Bölgede zarar gören ikinci ve üçüncü basamak Sağlık Bakanlığı hastanelerinin onarımı ile onarım yapılamayacak durumdaki binaların yeniden yapımı kapsamında 45,3 milyar TL; cihaz ve tefriş ihtiyacı için de 13 milyar TL olmak üzere yaklaşık 58,3 milyar TL (3,1 milyar dolar) maliyet oluşmuştur. Hasar tespit çalışmaları devam eden birinci basamak sağlık tesislerindeki hasar tutarının 14 milyar TL olduğu tahmin edilmektedir. Ayrıca, özel hastaneler için onarımı yapılamayacak binaların yeniden yapımı, hasarlı binaların onarımı ile makine teçhizat ihtiyaçlarından dolayı 6,9 milyar TL kaynak ihtiyacı bulunmaktadır.
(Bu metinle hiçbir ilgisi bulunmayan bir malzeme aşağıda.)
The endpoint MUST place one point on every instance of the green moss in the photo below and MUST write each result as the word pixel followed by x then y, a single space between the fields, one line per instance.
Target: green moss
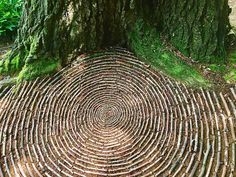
pixel 230 75
pixel 39 68
pixel 10 66
pixel 146 43
pixel 217 68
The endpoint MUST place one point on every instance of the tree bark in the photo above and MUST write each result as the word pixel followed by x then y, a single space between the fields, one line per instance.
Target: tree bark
pixel 56 29
pixel 198 28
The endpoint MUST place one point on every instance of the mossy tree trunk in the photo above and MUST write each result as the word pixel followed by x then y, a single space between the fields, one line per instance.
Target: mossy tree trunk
pixel 51 31
pixel 198 28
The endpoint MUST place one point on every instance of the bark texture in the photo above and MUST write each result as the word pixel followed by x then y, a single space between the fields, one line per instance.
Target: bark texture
pixel 198 28
pixel 54 30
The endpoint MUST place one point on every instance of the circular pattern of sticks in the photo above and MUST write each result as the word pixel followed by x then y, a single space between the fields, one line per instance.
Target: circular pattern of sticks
pixel 110 114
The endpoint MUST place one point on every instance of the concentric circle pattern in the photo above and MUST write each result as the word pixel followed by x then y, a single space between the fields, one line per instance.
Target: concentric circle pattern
pixel 109 114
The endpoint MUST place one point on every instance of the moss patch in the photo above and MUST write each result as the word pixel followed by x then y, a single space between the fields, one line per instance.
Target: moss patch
pixel 39 68
pixel 146 43
pixel 230 75
pixel 10 66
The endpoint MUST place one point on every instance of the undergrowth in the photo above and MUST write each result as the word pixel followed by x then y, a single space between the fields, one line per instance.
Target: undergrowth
pixel 10 12
pixel 146 44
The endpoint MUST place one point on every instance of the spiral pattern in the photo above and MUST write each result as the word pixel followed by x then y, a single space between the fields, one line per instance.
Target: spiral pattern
pixel 109 114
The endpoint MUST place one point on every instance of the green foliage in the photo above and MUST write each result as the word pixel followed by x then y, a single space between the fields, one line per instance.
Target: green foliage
pixel 230 75
pixel 217 68
pixel 39 68
pixel 10 66
pixel 146 43
pixel 10 11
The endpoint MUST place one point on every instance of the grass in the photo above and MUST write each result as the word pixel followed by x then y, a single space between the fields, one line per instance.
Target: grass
pixel 146 43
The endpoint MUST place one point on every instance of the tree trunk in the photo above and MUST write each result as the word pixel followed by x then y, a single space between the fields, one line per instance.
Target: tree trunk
pixel 54 30
pixel 198 28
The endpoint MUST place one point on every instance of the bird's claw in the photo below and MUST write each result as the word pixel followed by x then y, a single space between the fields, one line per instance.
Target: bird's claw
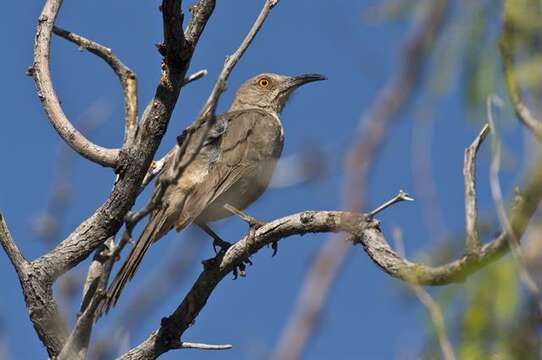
pixel 240 270
pixel 221 244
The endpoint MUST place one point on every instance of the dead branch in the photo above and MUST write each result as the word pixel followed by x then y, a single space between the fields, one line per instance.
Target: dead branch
pixel 131 163
pixel 46 92
pixel 506 42
pixel 374 125
pixel 126 76
pixel 471 212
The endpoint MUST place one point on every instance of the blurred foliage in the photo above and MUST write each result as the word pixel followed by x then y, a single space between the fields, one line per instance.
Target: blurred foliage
pixel 490 316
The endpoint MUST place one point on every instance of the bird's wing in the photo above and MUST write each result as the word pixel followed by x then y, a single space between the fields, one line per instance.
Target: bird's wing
pixel 234 162
pixel 210 171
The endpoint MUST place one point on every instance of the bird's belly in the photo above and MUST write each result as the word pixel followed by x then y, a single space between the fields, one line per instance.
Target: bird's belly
pixel 243 193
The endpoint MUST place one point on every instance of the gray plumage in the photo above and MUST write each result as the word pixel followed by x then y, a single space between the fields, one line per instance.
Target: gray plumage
pixel 234 166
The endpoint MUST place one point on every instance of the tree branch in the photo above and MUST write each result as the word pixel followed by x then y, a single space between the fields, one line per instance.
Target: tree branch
pixel 471 212
pixel 10 247
pixel 126 76
pixel 132 164
pixel 46 92
pixel 506 42
pixel 373 125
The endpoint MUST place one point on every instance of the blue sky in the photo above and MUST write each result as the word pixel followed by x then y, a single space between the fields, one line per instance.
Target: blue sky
pixel 367 317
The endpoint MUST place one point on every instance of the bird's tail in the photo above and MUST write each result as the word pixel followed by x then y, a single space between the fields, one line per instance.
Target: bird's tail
pixel 152 232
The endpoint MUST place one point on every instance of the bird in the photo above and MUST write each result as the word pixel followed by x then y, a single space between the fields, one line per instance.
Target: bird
pixel 229 162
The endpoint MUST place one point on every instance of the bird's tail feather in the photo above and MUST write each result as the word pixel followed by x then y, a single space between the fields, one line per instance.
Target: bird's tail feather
pixel 152 232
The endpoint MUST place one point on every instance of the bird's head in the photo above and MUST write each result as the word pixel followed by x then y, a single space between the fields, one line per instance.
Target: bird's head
pixel 269 91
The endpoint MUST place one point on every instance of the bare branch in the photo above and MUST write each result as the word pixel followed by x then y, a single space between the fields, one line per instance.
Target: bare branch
pixel 210 106
pixel 77 344
pixel 195 76
pixel 471 212
pixel 362 232
pixel 207 113
pixel 126 76
pixel 11 249
pixel 200 346
pixel 401 196
pixel 217 268
pixel 373 126
pixel 514 92
pixel 46 92
pixel 131 165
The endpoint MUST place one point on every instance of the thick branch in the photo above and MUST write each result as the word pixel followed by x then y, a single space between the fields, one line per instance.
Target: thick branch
pixel 374 125
pixel 361 231
pixel 46 92
pixel 126 76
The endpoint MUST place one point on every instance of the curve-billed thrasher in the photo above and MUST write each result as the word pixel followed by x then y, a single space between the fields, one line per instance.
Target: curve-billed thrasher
pixel 233 165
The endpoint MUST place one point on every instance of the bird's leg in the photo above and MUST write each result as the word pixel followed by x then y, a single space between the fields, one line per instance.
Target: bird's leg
pixel 217 240
pixel 254 224
pixel 224 245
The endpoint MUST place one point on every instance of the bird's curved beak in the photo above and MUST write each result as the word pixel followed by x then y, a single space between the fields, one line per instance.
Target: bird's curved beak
pixel 305 79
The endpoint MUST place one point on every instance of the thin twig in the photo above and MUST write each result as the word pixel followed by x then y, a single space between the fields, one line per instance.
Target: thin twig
pixel 209 108
pixel 401 196
pixel 471 212
pixel 373 125
pixel 50 102
pixel 126 76
pixel 77 344
pixel 513 239
pixel 200 346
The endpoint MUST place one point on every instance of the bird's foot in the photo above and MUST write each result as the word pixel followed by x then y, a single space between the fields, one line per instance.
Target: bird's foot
pixel 240 269
pixel 220 244
pixel 274 247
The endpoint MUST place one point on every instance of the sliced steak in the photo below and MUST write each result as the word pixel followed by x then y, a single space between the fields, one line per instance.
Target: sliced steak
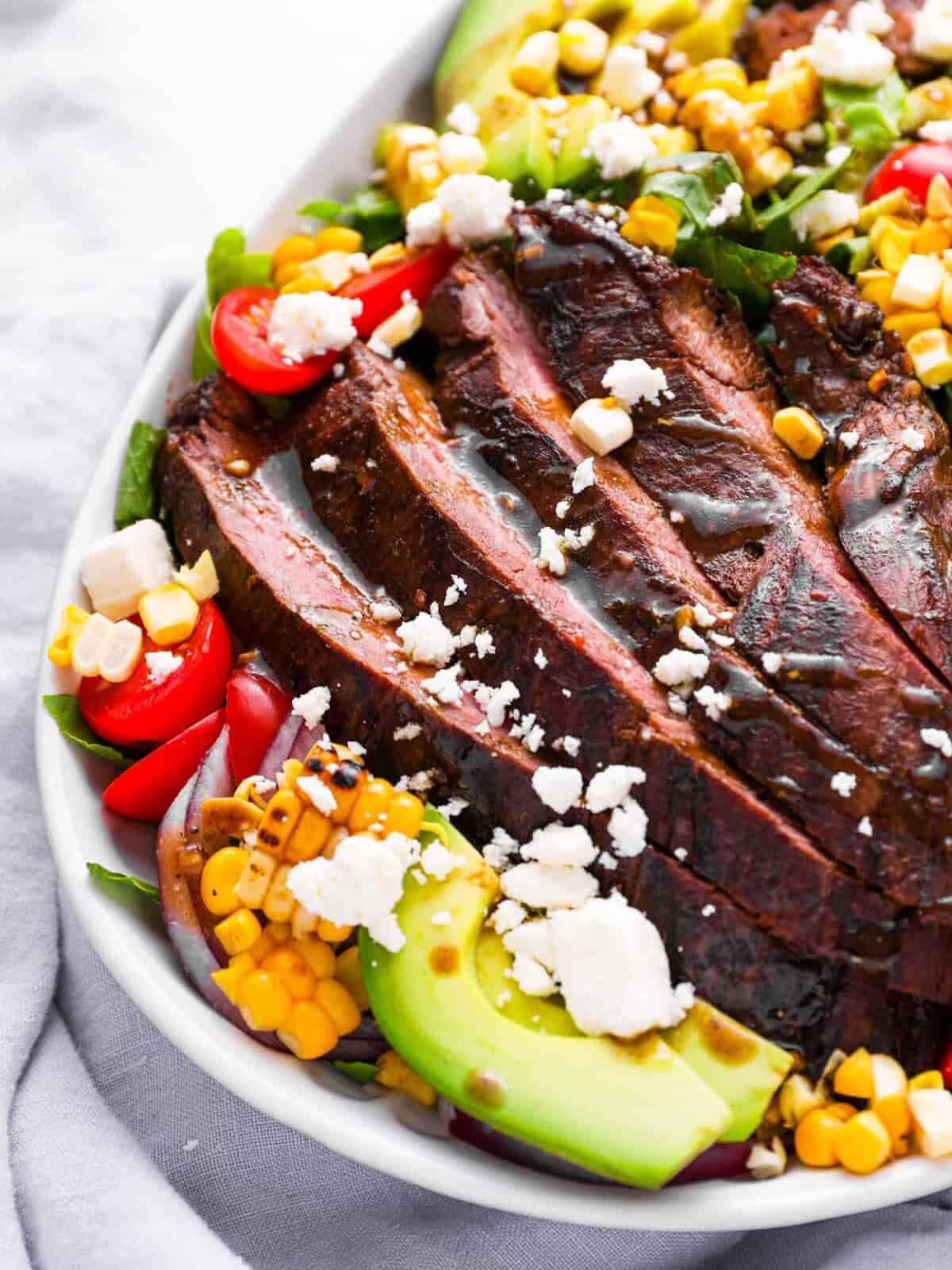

Bölgedeki sekiz üniversite hastanesinin onarım ile makine ve teçhizat ihtiyaçları 1,7 milyar TL’ dir. Bu doğrultuda sağlık sektörü genelinde oluşan toplam hasar 80,9 milyar TL’ dir (4,3 milyar dolar).Tüm alanlardaki hizmetlerin sağlanması için hizmetlerin koordinasyonu ve planlı yönetimi gerekmektedir. Bunun için hizmetler tek elden planlanarak koordine edilmeli, ancak yerel ve ulusal “tüm kaynaklardan” (donanım, sarf malzemeleri ve insan gücü) ve özellikle sivil toplum örgütlerinin ve uzmanlık derneklerinin gücünden en üst seviyede yararlanılmalıdır.

Türkiye Diri Fay Haritası’na göre ülkeyi boydan boya kat eden Kuzey Anadolu Fayı, Doğu Anadolu Fayı ile Doğu Anadolu, Marmara ve Ege bölgeleri ülkemizde deprem riski en yüksek olan alanlardır.

Yaşanılan deprem felaketinden ders çıkarılması anlamında tavsiye olarak ilk önceliklerimiz, afet riski yüksek bölgelerden başlanarak ülke genelinde hastanelerin deprem dayanımlarının test edilmesi, test sonucu uygun olmayan hastaneler için gereğinin yapılması olmalıdır. Afet riski yüksek bölgeler başta olmak üzere tüm özel ve kamu sağlık personeline afet durumlarına hazırlığa ve afetten zarar görenlere müdahaleye yönelik hizmet içi eğitim içeriklerinin güçlendirilmesi çalışmalarına ara vermeden devam edilmelidir. Nisan 2023 OHSAD raporuna göre kısa vadede sağlık turizminde yaklaşık %40 kadar küçülme ve kayıplar yaşanmışken sağlık turistlerinin öncelik profili değişmiştir. Nasıl ki insanlar pandemide “Hastanelerin güvenli turizm sertifikası var mı?” diye sorduysa, bugün de “Hastaneleriniz depreme dayanıklı mı?” diye soruyor.